Une édition électronique réalisée à partir de l'article de Philippe Combessie, Vingtième anniversaire de la mort de Michel Foucault. Notes de lectures”. Un article publié dans Revue Philosophique, n° 3, 2005, pp. 396-399. [Autorisation accordée par l'auteur le 7 septembre 2006.]

Philippe Combessie,

Vingtième anniversaire de la mort de Michel Foucault.
Notes de lectures
”.

Un article publié dans Revue Philosophique, n° 3, 2005, pp. 396-399.

À l’occasion du 20e anniversaire de la mort de Michel Foucault, les publications se sont multipliées, tant celles de ses propres cours au Collège de France que des études consacrées à son œuvre.

Avec les cours, édités sous la direction de François Ewald et Alessandro Fontana dans la collection Hautes Etudes (Gallimard, Le Seuil), le lecteur peut suivre la pensée de Foucault en mouvement, à un double niveau : une présence quasi physique du philosophe, sentie à travers les petits tracas de la matérialité quotidienne dont il est fait mention au fil des leçons, donne vie à la lecture ; on suit en même temps le cheminement intellectuel, qui, selon le mot de Foucault lui-même, progresse « latéralement [...] comme l’écrevisse ». Tout cela est captivant et stimulant. 

Fin 2003, Jacques Lagrange éditait Le Pouvoir psychiatrique, cours de 1973-1974, avec un appareil de présentation critique, qui comprend, en notes, des informations sur les cadres d’analyse et les enjeux des différents concepts introduits, ainsi que les références des textes mentionnés plus ou moins explicitement par Foucault.

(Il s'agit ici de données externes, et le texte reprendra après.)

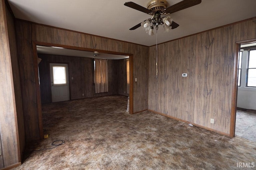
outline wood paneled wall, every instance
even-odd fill
[[[193,121],[195,45],[193,36],[158,45],[157,78],[156,48],[150,47],[149,109]]]
[[[150,47],[149,109],[229,134],[236,42],[256,38],[252,19],[160,44],[157,79]]]
[[[40,139],[36,77],[34,69],[32,41],[58,44],[126,54],[133,56],[133,111],[148,108],[148,47],[78,33],[17,20],[16,23],[17,51],[24,117],[27,141]]]
[[[8,8],[6,8],[6,9],[8,9]],[[20,151],[20,160],[22,160],[22,154],[25,150],[25,146],[26,145],[25,141],[25,127],[22,108],[22,100],[21,97],[20,81],[20,74],[19,74],[19,66],[18,62],[18,55],[17,55],[15,29],[14,18],[8,10],[6,10],[6,16],[7,17],[7,25],[8,27],[9,41],[10,43],[12,68],[15,96],[15,103],[16,104],[16,111],[17,112],[17,119],[19,133]]]
[[[42,103],[52,102],[49,67],[50,63],[68,64],[71,100],[117,94],[117,61],[108,60],[108,92],[95,94],[92,59],[43,54],[38,54],[38,57],[42,59],[38,65]],[[72,77],[73,79],[71,78]]]
[[[17,56],[13,19],[8,10],[4,0],[0,0],[0,168],[21,161],[17,117],[22,113],[21,101],[16,101],[19,96],[14,93],[18,92],[18,84],[14,82],[18,76],[12,75],[13,70],[14,74],[16,72]]]
[[[117,86],[119,94],[129,96],[127,93],[126,61],[125,59],[118,61]]]

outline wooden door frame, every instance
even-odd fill
[[[41,45],[46,47],[58,47],[65,49],[73,50],[84,51],[87,51],[94,52],[95,51],[100,53],[105,53],[107,54],[114,54],[121,55],[127,55],[129,57],[129,112],[130,114],[133,114],[133,55],[132,54],[126,53],[115,51],[111,51],[102,50],[97,49],[89,49],[87,48],[80,47],[70,45],[62,45],[60,44],[54,44],[52,43],[44,43],[43,42],[33,41],[32,42],[33,47],[33,55],[34,59],[34,70],[35,72],[35,80],[36,82],[39,82],[38,64],[37,63],[37,51],[36,45]],[[36,99],[37,100],[37,106],[38,115],[38,126],[39,128],[40,135],[40,139],[44,138],[44,129],[43,127],[42,115],[42,103],[41,101],[41,92],[39,83],[36,83]]]
[[[232,100],[231,102],[231,114],[230,117],[230,137],[235,136],[236,128],[236,104],[237,102],[238,59],[238,53],[241,44],[256,41],[256,38],[236,42],[235,46],[235,55],[234,63],[234,72],[233,75],[233,87],[232,90]]]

Après la retranscription du cours vient le « résumé du cours », déjà publié des Dits et écrits, mais dont la reprise ici permet au lecteur de disposer des différents registres d’approche de la pensée de Foucault en train de s’élaborer. Jacques Lagrange, qui a enregistré lui-même les différentes leçons, présente ensuite en une vingtaine de pages une « situation du cours » dans laquelle il apporte des informations d’ordre biographique, idéologique ou politique, qui permettent de replacer ce cours dans le double contexte  de l’époque où il a été prononcé et du cheminement intellectuel de son auteur. Suivent trois précieux index thématiques, établis avec la collaboration de Vincent Guillin : des notions, des noms de personnes et des noms de lieux. 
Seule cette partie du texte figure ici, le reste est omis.